You can use the video classification component to train raw video data and obtain a video classification model for inference. This topic describes how to configure the video classification component and provides an example on how to use the component.

Prerequisites

OSS is activated, and Machine Learning Studio is authorized to access OSS. For more information, see Activate OSS and Grant PAI the permissions to access OSS.

Limits

This component is available only in Machine Learning Designer.

Introduction

The video classification component provides mainstream, three-dimensional convolutional neural networks (CNNs) for training video classification models.
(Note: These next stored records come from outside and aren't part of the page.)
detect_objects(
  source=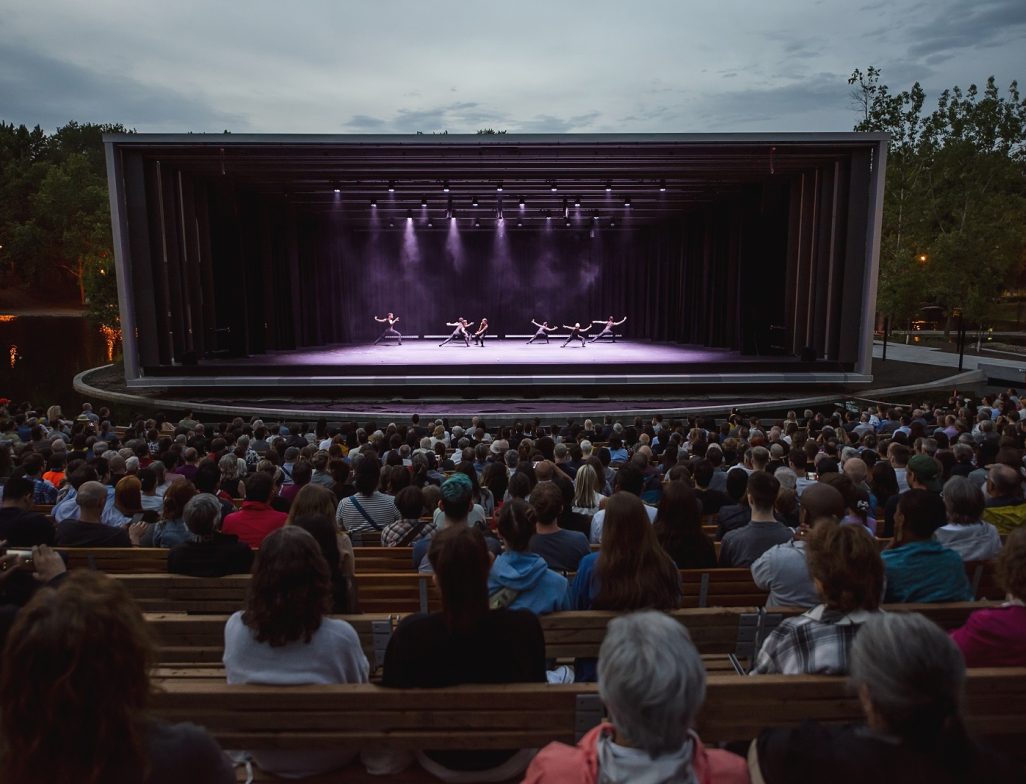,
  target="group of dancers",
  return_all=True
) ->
[374,312,627,349]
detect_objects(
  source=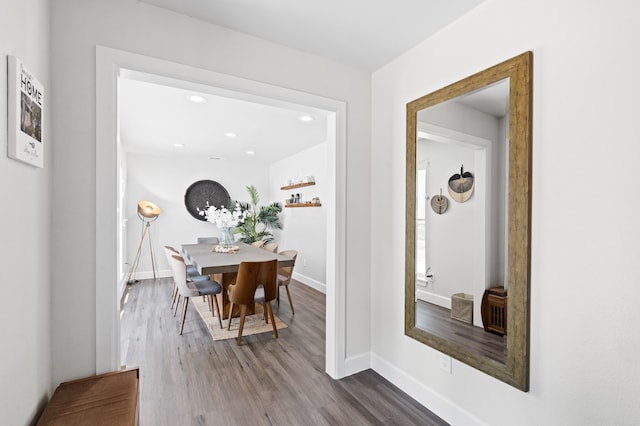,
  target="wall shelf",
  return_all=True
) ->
[280,182,316,191]
[284,203,322,207]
The supported video classification models include extensible 3D (X3D)-XS, X3D-M, and X3D-L.

You can find the video classification component in the Offline Training subfolder under the Video Algorithm folder of the component library.

Configure the component in the Machine Learning Platform for AI (PAI) console

  • Input ports
    Input port (left-to-right) Data type Recommended upstream component Required
    Training data Object Storage Service (OSS) Read File Data No. If no input port is used to pass the training data to the video classification component, you must set the oss path to train file parameter on the Fields Setting tab of the component. For more information, see the Component parameters table of this topic.
    Evaluation data OSS Read File Data No. If no input port is used to pass the evaluation data to the video classification component, you must set the oss path to evaluaton file parameter on the Fields Setting tab of the component. For more information, see the Component parameters table of this topic.
  • Component parameters
    Tab Parameter Required Description Default value
    Fields Setting oss path to save checkpoint Yes The OSS path in which the training model is stored. Example: oss://pai-online-shanghai.oss-cn-shanghai-internal.aliyuncs.com/test/test_video_cls. N/A
    oss path to train file No The OSS path in which the training data is stored. This parameter is required if no input port is used to configure the training data for the video classification component. Example: oss://pai-vision-data-hz/EasyMM/DataSet/kinetics400/train_pai.txt.
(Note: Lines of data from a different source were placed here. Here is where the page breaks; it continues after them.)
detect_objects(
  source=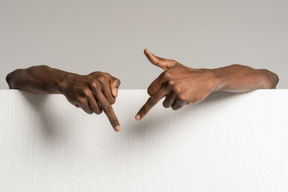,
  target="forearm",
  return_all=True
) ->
[6,65,72,94]
[213,64,279,92]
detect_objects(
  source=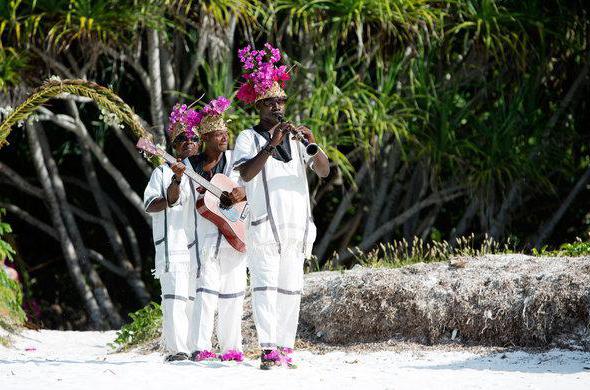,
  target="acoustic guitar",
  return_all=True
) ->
[136,138,249,252]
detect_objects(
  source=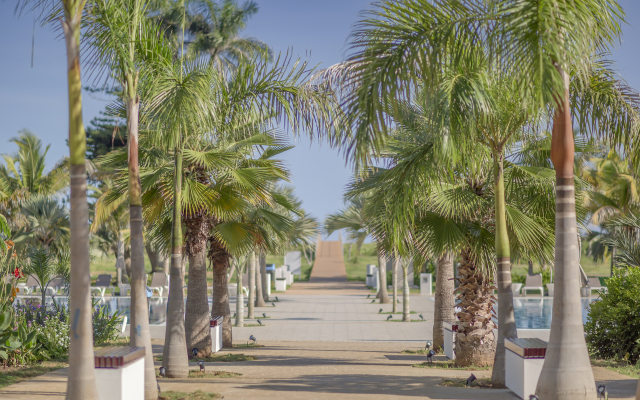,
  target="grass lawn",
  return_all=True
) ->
[412,360,492,371]
[0,361,69,388]
[158,390,222,400]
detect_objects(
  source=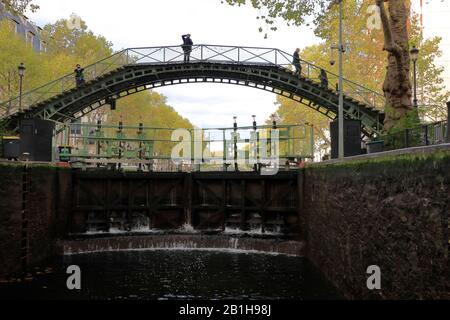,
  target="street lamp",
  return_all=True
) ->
[409,46,419,108]
[17,62,26,112]
[330,0,345,159]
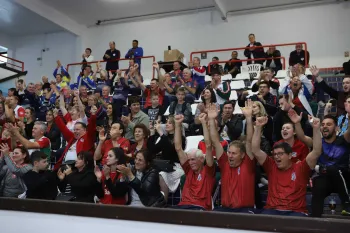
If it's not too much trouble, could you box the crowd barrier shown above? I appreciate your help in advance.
[67,56,156,78]
[190,42,308,66]
[0,198,350,233]
[0,54,24,72]
[208,57,286,74]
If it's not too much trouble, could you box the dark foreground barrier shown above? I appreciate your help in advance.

    If you use both an input port and this parameter to configure the training data for the video classification component, the training data that is configured by using the input port is preferentially used.

    N/A
    oss path to evaluaton file No

    The OSS path in which the evaluation data is stored. This parameter is required if no input port is used to configure the evaluation data for the video classification component. Example: oss://pai-vision-data-hz/EasyMM/DataSet/kinetics400/train_pai.txt.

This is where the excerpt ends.